Em sua obra sobre o Neoconstitucionalismo, Cunha Júnior (2012), assevera:
O Neoconstitucionalismo representa o constitucionalismo atual, 
contemporâneo, que emergiu como uma reação às atrocidades cometidas 
na segunda guerra mundial, e tem ensejado um conjunto de transformações 
responsável pela definição de um novo direito constitucional, fundado 
na dignidade da pessoa humana. O Neoconstitucionalismo destaca-se, 
nesse contexto, como uma nova teoria jurídica a justificar a mudança de 
paradigma, de Estado Legislativo de Direito, para Estado Constitucional 
de Direito, consolidando a passagem da Lei e do Princípio da Legalidade 
para a periferia do sistema jurídico e o trânsito da Constituição e do 
Princípio da Constitucionalidade para o centro de todo o sistema, em face 
do reconhecimento da força normativa da Constituição, com eficácia 
jurídica vinculante e obrigatória dotada de supremacia material e intensa 
carga valorativa. (CUNHA JÚNIOR, 2012, p. 29)
Esse novo movimento constitucional, que surgiu em meados do século XX, na 
Europa, visou reconhecer a supremacia material e axiológica da Constituição, 
cujo conteúdo [da Constituição] passou a ser dotado de força normativa.

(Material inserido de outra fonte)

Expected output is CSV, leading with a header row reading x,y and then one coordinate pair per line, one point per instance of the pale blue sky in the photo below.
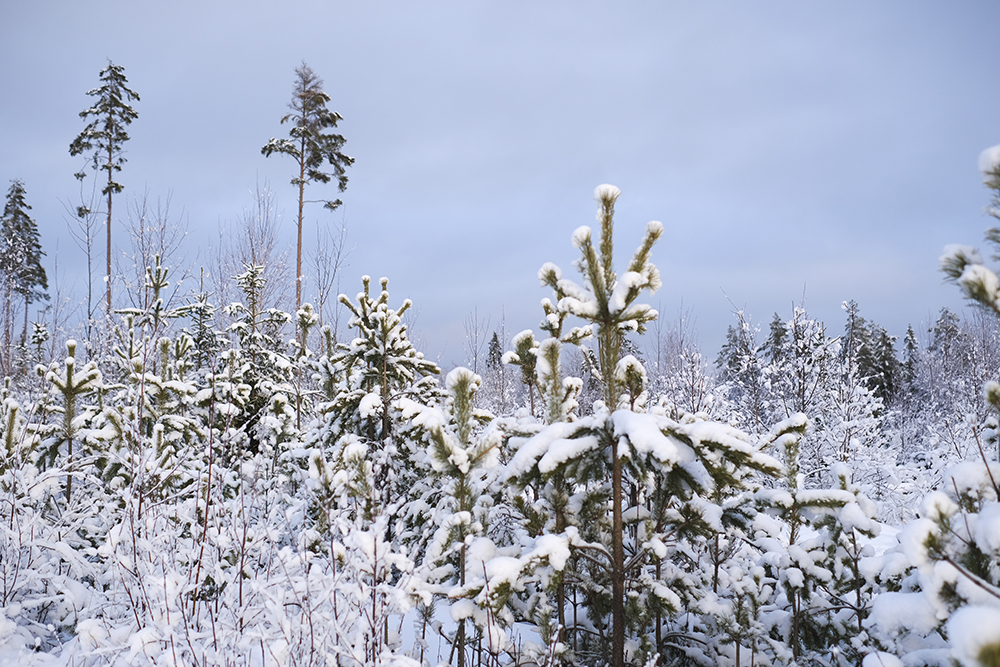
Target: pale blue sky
x,y
828,147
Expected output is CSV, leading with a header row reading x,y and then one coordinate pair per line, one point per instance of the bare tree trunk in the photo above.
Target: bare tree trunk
x,y
107,276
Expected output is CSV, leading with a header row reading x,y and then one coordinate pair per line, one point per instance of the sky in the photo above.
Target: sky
x,y
796,153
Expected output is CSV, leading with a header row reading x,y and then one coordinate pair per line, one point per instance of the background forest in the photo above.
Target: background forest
x,y
225,475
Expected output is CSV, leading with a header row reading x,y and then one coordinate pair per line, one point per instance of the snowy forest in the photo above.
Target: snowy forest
x,y
228,475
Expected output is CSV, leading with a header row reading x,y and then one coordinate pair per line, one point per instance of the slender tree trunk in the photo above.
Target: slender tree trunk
x,y
7,327
107,276
618,563
298,251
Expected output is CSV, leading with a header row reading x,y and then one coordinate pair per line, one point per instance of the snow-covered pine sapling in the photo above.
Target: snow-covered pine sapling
x,y
71,385
795,556
369,379
525,356
609,304
460,458
848,532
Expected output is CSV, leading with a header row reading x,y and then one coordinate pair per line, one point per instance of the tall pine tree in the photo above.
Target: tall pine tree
x,y
103,140
313,146
20,261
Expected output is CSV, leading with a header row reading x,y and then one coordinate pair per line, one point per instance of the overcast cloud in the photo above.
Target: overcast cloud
x,y
826,149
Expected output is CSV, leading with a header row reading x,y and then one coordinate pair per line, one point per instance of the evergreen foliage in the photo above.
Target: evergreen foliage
x,y
103,140
313,146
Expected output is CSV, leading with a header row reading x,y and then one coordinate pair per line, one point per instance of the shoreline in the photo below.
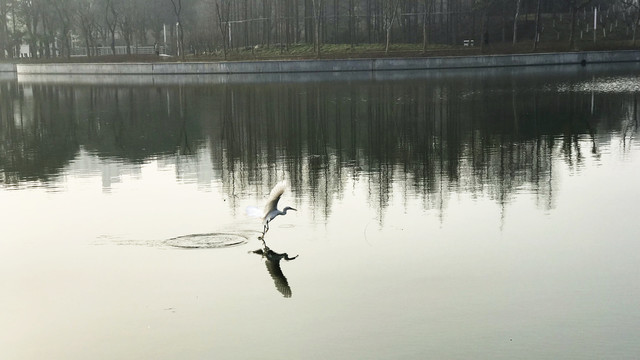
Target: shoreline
x,y
325,66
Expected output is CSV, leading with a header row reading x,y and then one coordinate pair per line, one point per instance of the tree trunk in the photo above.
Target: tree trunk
x,y
536,32
515,22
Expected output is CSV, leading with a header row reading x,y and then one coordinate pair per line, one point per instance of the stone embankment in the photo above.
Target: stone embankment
x,y
325,66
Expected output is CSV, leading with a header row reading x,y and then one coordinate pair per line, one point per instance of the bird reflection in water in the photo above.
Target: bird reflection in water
x,y
272,261
272,258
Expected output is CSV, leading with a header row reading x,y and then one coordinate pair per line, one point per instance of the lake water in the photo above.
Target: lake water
x,y
460,214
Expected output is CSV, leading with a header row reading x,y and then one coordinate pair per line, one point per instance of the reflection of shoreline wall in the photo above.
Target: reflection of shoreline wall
x,y
307,77
333,66
486,136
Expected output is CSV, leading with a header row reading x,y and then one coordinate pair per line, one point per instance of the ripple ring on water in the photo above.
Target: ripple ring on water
x,y
207,241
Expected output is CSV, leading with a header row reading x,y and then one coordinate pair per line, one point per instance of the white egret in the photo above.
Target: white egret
x,y
271,209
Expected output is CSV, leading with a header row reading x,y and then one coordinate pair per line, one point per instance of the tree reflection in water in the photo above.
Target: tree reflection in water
x,y
483,135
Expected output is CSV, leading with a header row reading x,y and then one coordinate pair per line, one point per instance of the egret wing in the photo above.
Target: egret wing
x,y
274,197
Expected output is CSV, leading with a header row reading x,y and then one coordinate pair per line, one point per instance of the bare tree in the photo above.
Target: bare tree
x,y
223,8
177,10
632,7
515,21
318,6
86,22
574,7
389,14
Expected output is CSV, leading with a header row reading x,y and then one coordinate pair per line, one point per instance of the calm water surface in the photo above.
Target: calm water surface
x,y
449,215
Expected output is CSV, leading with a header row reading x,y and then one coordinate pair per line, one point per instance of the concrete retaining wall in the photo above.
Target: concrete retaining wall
x,y
5,67
303,66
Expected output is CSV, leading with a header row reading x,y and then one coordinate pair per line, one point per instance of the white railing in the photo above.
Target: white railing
x,y
120,50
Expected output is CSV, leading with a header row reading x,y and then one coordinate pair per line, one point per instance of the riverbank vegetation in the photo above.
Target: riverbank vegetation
x,y
143,30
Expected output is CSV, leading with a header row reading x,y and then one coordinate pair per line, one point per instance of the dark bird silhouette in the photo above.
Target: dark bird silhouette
x,y
272,261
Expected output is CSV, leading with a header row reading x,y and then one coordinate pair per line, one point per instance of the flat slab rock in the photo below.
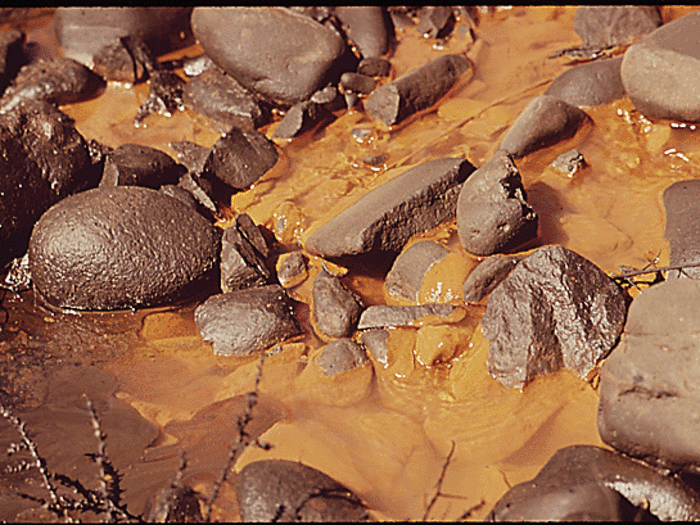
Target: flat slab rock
x,y
556,309
386,217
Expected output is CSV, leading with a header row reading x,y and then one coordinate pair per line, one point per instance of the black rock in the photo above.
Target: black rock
x,y
556,309
587,483
544,122
336,309
386,217
119,247
278,490
492,211
649,396
416,90
247,321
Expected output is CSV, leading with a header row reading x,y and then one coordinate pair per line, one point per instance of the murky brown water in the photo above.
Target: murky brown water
x,y
383,431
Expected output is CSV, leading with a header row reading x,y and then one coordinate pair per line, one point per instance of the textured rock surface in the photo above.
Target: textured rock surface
x,y
556,309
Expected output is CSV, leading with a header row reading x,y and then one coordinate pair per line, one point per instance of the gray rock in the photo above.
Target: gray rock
x,y
556,309
492,211
278,490
119,247
650,387
386,217
247,321
544,122
587,483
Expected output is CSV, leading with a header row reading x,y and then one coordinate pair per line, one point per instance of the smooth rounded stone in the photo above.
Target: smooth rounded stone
x,y
650,385
247,321
336,309
417,90
588,483
386,316
555,310
220,97
485,277
407,273
135,165
661,72
492,210
366,27
386,217
57,80
277,54
341,356
240,158
119,247
279,490
592,84
545,121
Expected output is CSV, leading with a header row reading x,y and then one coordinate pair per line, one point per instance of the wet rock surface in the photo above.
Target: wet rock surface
x,y
587,483
387,216
278,490
120,247
556,309
247,321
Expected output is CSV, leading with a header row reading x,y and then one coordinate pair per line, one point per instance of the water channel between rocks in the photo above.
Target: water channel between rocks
x,y
384,433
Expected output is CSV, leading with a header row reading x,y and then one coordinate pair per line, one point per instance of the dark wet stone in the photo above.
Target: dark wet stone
x,y
492,211
220,97
58,80
384,316
366,26
279,490
587,483
263,317
240,158
386,217
416,90
650,389
407,273
485,277
135,165
302,57
589,84
555,310
341,356
119,247
661,72
336,309
545,121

Assim, a 
próxima figura traz a representação da piramidal do ordenamento jurídico.
Forma piramidal
Constituição
Emendas constitucionais 
sobre direitos humanos
Leis infraconstitucionais
Leis estaduais
Leis municipais
Fonte: Elaborada pela autora (2020).
Verifica-se, nesse contexto, que a Constituição se tornou o centro do sistema 
jurídico, devendo ser feita toda interpretação jurídica em consonância com os 
valores e princípios constitucionais.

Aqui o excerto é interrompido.